Wednesday, 24 September 2014

friends my age

friends my age are popping off one by one. last week he was udayan, a former national volleyball captain, and a week still before, thomas, a college mate and former colleague at workplace. udayan was four years younger to me and still an athlete at 54, when suddenly his heart stopped beating.

shamsuddeen, joy, jaiji, sashi, akkusootto... when i look at the list, i see it had actually begun when i was still a little kid. mohanraj was my classmate in upper primary school way back in 1960's when he died after being away from school for two days.

it had been happening all along--only, the frequency of it happening has gone up nowadays.

i am 58. i did a story for my paper the other day about a new ageing survey done by the CDS here. according to the survey and census projections, Kerala will have as many people above the age of 60 as children below the age of 14 by the year 2024. Kerala's life expectancy is high and birthrate low and so the elderly are catching up with the children.

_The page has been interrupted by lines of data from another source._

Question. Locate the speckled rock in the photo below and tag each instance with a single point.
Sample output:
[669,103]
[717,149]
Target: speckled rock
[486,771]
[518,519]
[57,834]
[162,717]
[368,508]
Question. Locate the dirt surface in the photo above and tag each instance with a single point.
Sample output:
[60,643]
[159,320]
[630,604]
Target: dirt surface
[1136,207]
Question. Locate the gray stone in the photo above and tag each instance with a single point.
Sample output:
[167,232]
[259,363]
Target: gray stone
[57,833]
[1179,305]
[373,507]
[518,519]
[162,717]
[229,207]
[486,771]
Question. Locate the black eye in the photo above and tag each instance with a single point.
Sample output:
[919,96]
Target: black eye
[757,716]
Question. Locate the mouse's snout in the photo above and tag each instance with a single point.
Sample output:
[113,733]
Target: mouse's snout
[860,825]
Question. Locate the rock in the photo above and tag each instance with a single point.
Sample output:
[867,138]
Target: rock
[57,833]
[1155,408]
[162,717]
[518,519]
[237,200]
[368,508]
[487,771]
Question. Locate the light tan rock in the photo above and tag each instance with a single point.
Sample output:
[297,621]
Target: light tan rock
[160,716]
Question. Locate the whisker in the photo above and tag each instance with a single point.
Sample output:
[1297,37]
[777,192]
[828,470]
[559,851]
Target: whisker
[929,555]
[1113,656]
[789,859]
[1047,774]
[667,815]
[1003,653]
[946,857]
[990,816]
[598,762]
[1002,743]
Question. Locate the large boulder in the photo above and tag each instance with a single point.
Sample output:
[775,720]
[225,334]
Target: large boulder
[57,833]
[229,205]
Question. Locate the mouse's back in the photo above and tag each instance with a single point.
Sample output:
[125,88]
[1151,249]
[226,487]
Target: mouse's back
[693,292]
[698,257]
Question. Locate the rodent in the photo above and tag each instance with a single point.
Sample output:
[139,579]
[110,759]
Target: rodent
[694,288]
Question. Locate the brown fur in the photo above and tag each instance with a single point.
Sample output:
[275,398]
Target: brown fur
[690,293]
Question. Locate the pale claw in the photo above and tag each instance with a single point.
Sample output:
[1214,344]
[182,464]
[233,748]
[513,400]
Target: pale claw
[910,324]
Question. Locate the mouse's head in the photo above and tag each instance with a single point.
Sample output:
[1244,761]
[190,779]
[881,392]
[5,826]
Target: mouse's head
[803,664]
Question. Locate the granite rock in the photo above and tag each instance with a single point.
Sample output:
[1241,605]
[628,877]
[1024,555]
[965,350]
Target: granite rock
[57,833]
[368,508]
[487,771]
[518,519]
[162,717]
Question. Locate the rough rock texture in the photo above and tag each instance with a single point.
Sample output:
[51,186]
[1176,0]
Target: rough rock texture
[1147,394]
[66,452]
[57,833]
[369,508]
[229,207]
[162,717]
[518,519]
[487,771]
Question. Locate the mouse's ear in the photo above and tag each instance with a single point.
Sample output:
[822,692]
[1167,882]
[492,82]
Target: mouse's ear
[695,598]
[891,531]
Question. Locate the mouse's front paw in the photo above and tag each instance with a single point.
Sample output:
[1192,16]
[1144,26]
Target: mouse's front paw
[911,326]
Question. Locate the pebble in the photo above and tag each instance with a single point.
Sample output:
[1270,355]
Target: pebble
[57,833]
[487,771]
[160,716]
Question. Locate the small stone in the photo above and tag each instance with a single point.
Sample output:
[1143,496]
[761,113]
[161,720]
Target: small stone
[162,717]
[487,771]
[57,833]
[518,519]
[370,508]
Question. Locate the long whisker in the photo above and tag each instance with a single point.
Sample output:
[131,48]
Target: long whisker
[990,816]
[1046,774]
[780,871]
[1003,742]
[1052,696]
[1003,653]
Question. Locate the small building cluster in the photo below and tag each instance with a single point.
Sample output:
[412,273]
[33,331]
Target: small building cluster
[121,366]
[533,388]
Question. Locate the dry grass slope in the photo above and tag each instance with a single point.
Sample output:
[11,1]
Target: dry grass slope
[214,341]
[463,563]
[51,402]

yet, some of them who are yet to fall under the 'elderly' category are popping off, even those with very clean habits. bad habits are not that much of a factor unless one is too reckless. i had a relative who lived on to be 96 with nearly seven decades of hard drinking and smoking to his credit. he was healthy to the last day. he would have gone on to complete a century, had it not been for alzheimer's,



rknair said...

It's all in your genes. Some are programmed to die early and some destined to have a lengthy innings, no matter what they ate, drank, smoked or how they lived. My father, who died at 86 last year, was a hard drinker and was in perfect health till eight months prior to his death. Finally, dementia did him in. As for the shift in the demographic profile of Kerala, that's the price of progress! As our living standards improve, we're going the Scandinavian way!

P. Venugopal said...

it is all in our genes and certain chance occurrences too. i can recall at least three occasions in my life when my story would have come to an end. the first was when i was 16 or so when a friend saved me from drowning in the Pampa River. i had blacked out sinking after a cramp while swimming and the next thing i remember was coughing out water from my lungs on the bank, kanthan, my friend, having pulled me out. kanthan, i am sure, does not remember it now, because he had never known what i know--that i was dying. the second time was when i jumped on to the footboard of a running bus when in college, lost my step and hold, and fell virtually under the left rear wheel of the moving bus. by some fortunate chance i rolled myself out of the path of the wheel. the third was when i was 40 or so when i went into the attic of our house in alappuzha trying to locate a dead and stinking rat and accidently stepped beyond the wooden part of the ceiling on to a portion where we had used flat asbetoes sheets for a false ceiling. the floor of the attic, which was brittle asbetoes where we had done the false ceiling, gave in and i would have crashed down to a very dangerous area in the kitchen workplace where were the old stone grinders, `attu kallu', 'ara kallu' and so on. by some luck i found myself hanging between two chance rafters, which too broke, but gave me a split second's time to slow down my fall on to the stone grinders and avoid my head hitting anywhere.
i know any of these three incidents would have gone either way.
the best one can wish for in life is a honourable death. i should not be remembered by my children as a pop who met with his death while searching for a dead rat in the attic. falling under the wheels of a bus is messy and drowning too is not all that honourable, with all those police 'mahasar' preparations, autopsy and other embarrassments involved.